We often feel that we could make better places for people if they understood
the real values that the design professions can offer, that their understanding
those values would lead to their holding them. These values include, in
part, public/private spatial relationships which enrich both public and
private life and the connections between them, design which encourages
delight in the environmental systems which we inhabit, and an understanding
of the physical and moral implications of material choices with their
global impact. These are the issues that we so readily take up in design
education, that most often underlie our criticisms of the common methods
of spatial production, and that we hold up as the highest of goals to
which we aspire.
Yet, if one looks at what is demanded of an intern through the IDP process,
one has to ask if these are priorities that the profession holds in its
forms of practice. The preceding charts illustrate this question better
than it can be described in words. Were one a philosopher king and looking
for a profession to guide the production of social space toward the goals
mentioned above, would one choose a profession that required for entry
the completion of the pie charts on the previous sheet? I think not.

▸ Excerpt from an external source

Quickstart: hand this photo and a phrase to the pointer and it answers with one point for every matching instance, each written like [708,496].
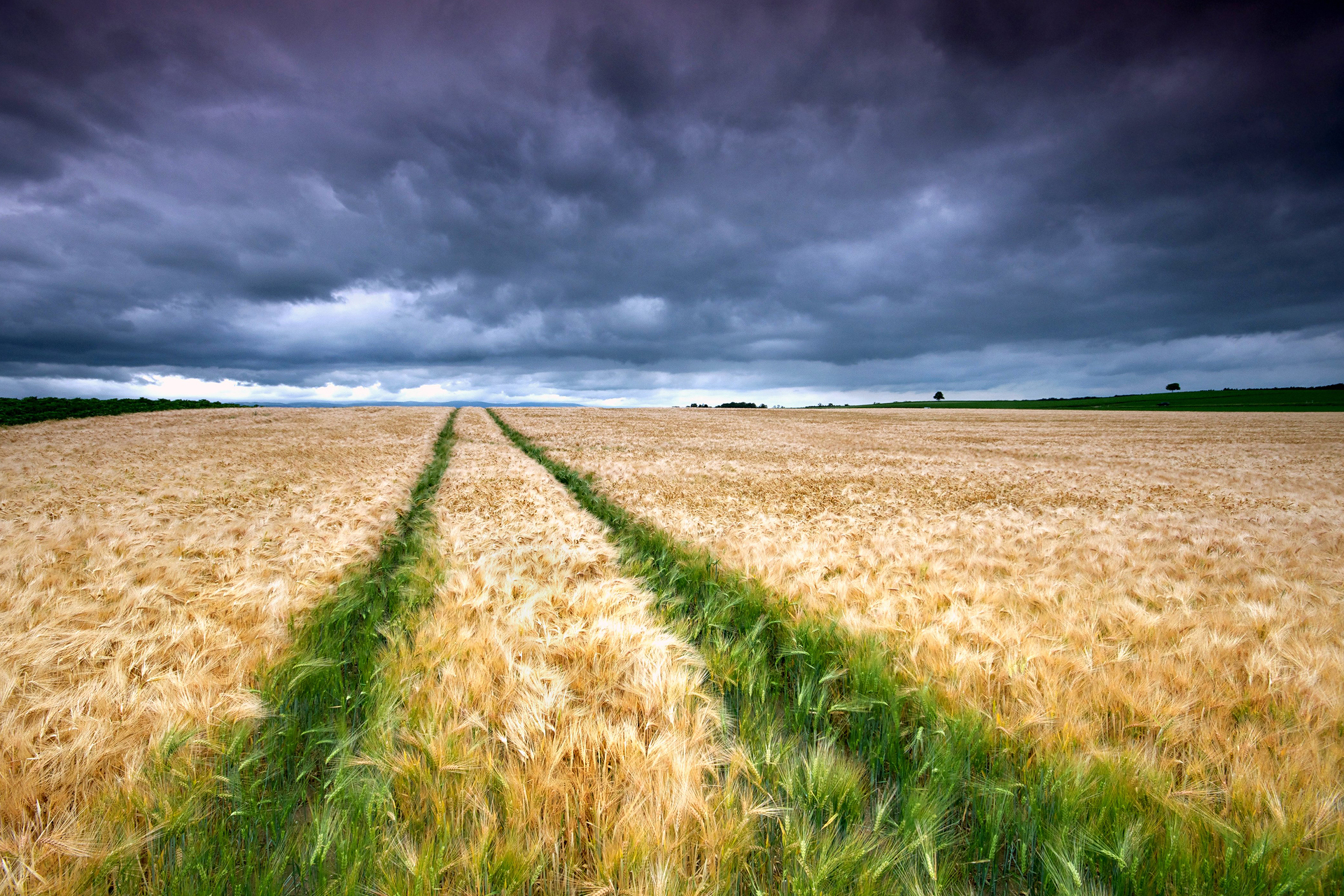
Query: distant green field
[1320,398]
[15,412]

This is not to say that professional competence should not be a part of
internship, but should we not also expect a level of social engagement
more significant than ten days spread out over three years? If, as a profession,
we would engage in the production of space at a social level, must we
not also as a profession engage society in a more meaningful way in our
modes of training? Would it not be more meaningful to require every intern
to complete a community enhancement project? And would it not be appropriate
that this be done partly on company time if, after
all, the design professions are social arts as our criticisms of current
modes of
social spatial practice imply?
The current IDP system inflects the careers of interns toward either serving
the forces against which we commonly argue primarily consumption
and display or attempting to compete with them on their own terms.
What is here proposed is that, as a profession, we compete more openly
with the forces which are currently controlling the production of space
in our society and challenge the assumptions on which those social forces
rest. To achieve this, we must, in part, engage in the preparation of
individuals for roles of responsibility in architecture as a social practice.